ゲーム開発の受託ビジネスは様々な形があります。ゲーム開発を一本まるごと受託するケースもあれば、キャラクターのモデルデータ作成だけを請け負ったり、メーカー内に出向して対応することもあります。
今回はそんなゲームの受託開発について、いつも悩むことを書いてみます。
プロジェクト管理で悩むのが見積もりの計算だが・・・
私自身は職種はCGデザイナーなのですが、それなりに年を食っていることもあり、プロジェクト管理や渉外担当、採用担当をしたりもしています。
プロジェクト管理で、ゲームメーカーや大手デベロッパー(開発会社)さんから仕事を受託するときに、いつも悩むのが見積もりです。
ちなみに炎上するプロジェクトの8割は不適切な見積もりから発生する、という言葉を知人が好んで使っていましたが、その通りですね。
ただ、今回は分かりやすくするために、見積もりには問題ないと仮定した上で話を進めます。
ゲーム開発の受託ビジネスの物量の計算
仮に以下のようなプロジェクトを受注したとします。
- スマホ向けゲームのキャラクターモデルの作成
- キャラクターは10体
- 1体にかかる作業日数は13日間
- プロジェクトの期間は3ヶ月
実際にはキャラクターごとにデザインが異なるので、1体にかかる作業日数は変わります。他にレア度やクラスアップなどで、同じモデルで多少形状を変えて納品することがよくあるのですが、今回は分かりやすいように上記の設定で仕事を受託したとします。
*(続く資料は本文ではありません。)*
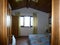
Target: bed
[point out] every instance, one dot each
(39, 39)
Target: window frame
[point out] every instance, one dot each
(24, 21)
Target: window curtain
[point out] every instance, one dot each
(19, 32)
(35, 23)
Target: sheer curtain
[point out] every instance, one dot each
(19, 32)
(35, 23)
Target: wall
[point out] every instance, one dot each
(42, 20)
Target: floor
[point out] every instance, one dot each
(22, 41)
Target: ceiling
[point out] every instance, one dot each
(42, 5)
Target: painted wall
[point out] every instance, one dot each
(42, 20)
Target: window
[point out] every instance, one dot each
(26, 21)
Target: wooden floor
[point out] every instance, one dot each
(22, 41)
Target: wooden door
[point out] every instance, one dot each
(15, 26)
(55, 40)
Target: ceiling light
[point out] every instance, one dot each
(18, 0)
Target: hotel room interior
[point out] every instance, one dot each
(29, 22)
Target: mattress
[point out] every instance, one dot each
(39, 39)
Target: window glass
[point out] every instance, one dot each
(27, 21)
(21, 21)
(31, 21)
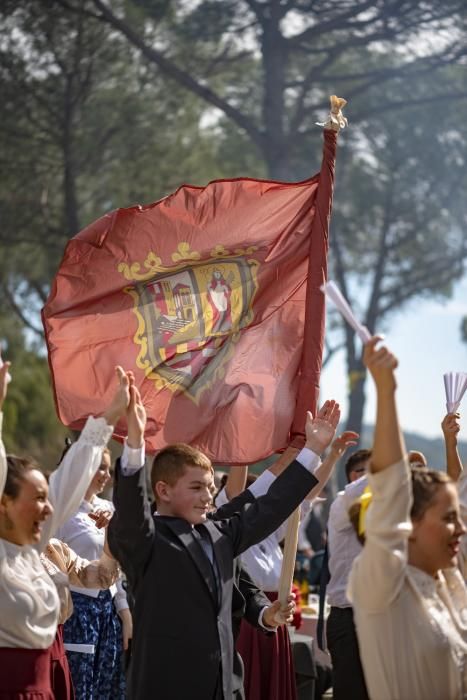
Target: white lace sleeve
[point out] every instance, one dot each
(3, 463)
(69, 482)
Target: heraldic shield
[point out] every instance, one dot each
(189, 319)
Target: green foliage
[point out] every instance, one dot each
(30, 425)
(99, 114)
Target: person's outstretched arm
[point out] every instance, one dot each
(68, 483)
(451, 427)
(131, 530)
(388, 442)
(3, 392)
(265, 514)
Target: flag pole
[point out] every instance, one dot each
(315, 313)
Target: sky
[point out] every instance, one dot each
(425, 336)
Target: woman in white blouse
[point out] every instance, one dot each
(269, 670)
(98, 630)
(409, 599)
(30, 513)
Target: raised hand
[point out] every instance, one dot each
(275, 615)
(320, 431)
(342, 443)
(121, 398)
(101, 518)
(136, 417)
(381, 364)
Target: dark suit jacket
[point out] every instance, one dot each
(182, 638)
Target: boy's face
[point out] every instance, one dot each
(191, 497)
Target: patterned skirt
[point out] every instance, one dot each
(97, 670)
(268, 661)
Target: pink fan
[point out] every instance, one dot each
(455, 384)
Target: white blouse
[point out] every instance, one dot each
(263, 561)
(412, 628)
(29, 603)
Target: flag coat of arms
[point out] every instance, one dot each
(203, 295)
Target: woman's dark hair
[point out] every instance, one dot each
(68, 444)
(425, 484)
(18, 467)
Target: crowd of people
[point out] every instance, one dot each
(170, 591)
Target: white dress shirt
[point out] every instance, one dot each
(263, 561)
(343, 545)
(87, 540)
(29, 602)
(411, 627)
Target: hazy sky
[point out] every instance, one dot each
(425, 336)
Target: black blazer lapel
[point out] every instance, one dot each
(183, 530)
(220, 551)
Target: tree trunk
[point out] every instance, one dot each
(275, 149)
(69, 169)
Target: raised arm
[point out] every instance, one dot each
(451, 427)
(339, 447)
(131, 530)
(264, 515)
(236, 481)
(388, 445)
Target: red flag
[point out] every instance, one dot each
(202, 295)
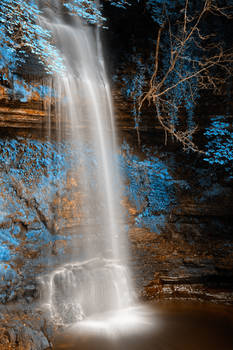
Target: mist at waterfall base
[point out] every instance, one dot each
(93, 290)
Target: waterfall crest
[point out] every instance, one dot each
(99, 281)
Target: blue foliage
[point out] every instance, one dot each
(150, 188)
(36, 168)
(220, 143)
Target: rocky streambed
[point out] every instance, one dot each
(178, 208)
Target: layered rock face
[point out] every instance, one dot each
(179, 209)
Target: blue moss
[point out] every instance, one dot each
(150, 188)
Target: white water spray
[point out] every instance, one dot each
(99, 282)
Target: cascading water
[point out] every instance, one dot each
(98, 281)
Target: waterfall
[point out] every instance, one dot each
(99, 280)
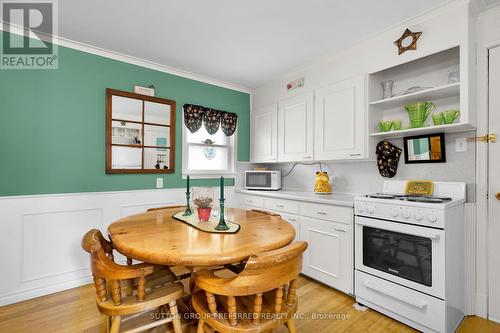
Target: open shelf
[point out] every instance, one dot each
(458, 127)
(430, 94)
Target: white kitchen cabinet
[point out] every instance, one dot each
(340, 130)
(294, 220)
(329, 256)
(295, 128)
(264, 134)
- 13日間 X 10体 = 130人日 = 6.5人月
上の式を説明すると、キャラクター1体を作成するのに13日間かかるので、合計10体で130人日になります。「人日」というのは、一人の人が作業して130日間かかるという単位です。
「人月」は一人が一ヶ月作業したときの単位です。一ヶ月の営業日は土日を除くと20日なので、130人日は6.5人月になります。
0.5人月の半端をどうすればいいのか?
今回のプロジェクトは3ヶ月という期間が設定されているので、キャラモデル担当の3DCGデザイナーを2名、プロジェクトにアサイン(割り当て)したとします。
ここで悩むのが0.5人月です。
アサインした3DCGデザイナーが平均的な能力だった場合、3ヶ月が経過した時点で6人月を使用していることになります。
- デザイナー2名 X 3ヶ月 = 6人月
プロジェクトの見積もりは6.5人月です。要は0.5人月分が不足しています。納期は3ヶ月なので、これに間に合わせるためには、もう一人追加でデザイナーをアサインする必要があります。
- デザイナー2名 X 3ヶ月 = 6人月
- デザイナー1名 X 1ヶ月 = 1人月
仮に最後の月だけ1名デザイナーを追加でアサインして、仕事を完遂したとします。
めでたし、めでたし・・・・とはなりません。
予算の6.5人月に対して、7人月のスタッフをアサインしたことになります。0.5人月分だけ余分にリソースを使用しているのですね。
この時に0.5人月分の別の仕事を入れられれば話は解決するのですが、そんな都合の良く仕事が転がっているはずもありません。
かといって、
あ、ごめん。今月は君は半月しか働かなくていいいから、給料も半分ね!
といえるはずもありません。
まとめ ー 現実的な解決方法と他社さんの対応
現実的な対処方法はいくつかあります。
- 3ヶ月の間に0.5人月分の作業を吸収してもらう
- 0.5人月分の作業だけ外注に出す
- 会社の負担と割り切って、0.5人月分の空きは有給休暇の消費に当てる
くらいが一般的でしょうか。
アサインするスタッフのスキルが高い場合は、3ヶ月の間に作業を巻きで進めて吸収してもらえると非常にありがたいですね。特に会社的に(^^;
有給休暇の消費は、受託単価にもよるので難しいところですね。経営者か事業部長クラスの判断が必要でしょう。
こういう問題に対して、他の開発会社さんがどうしているのか非常に気になります。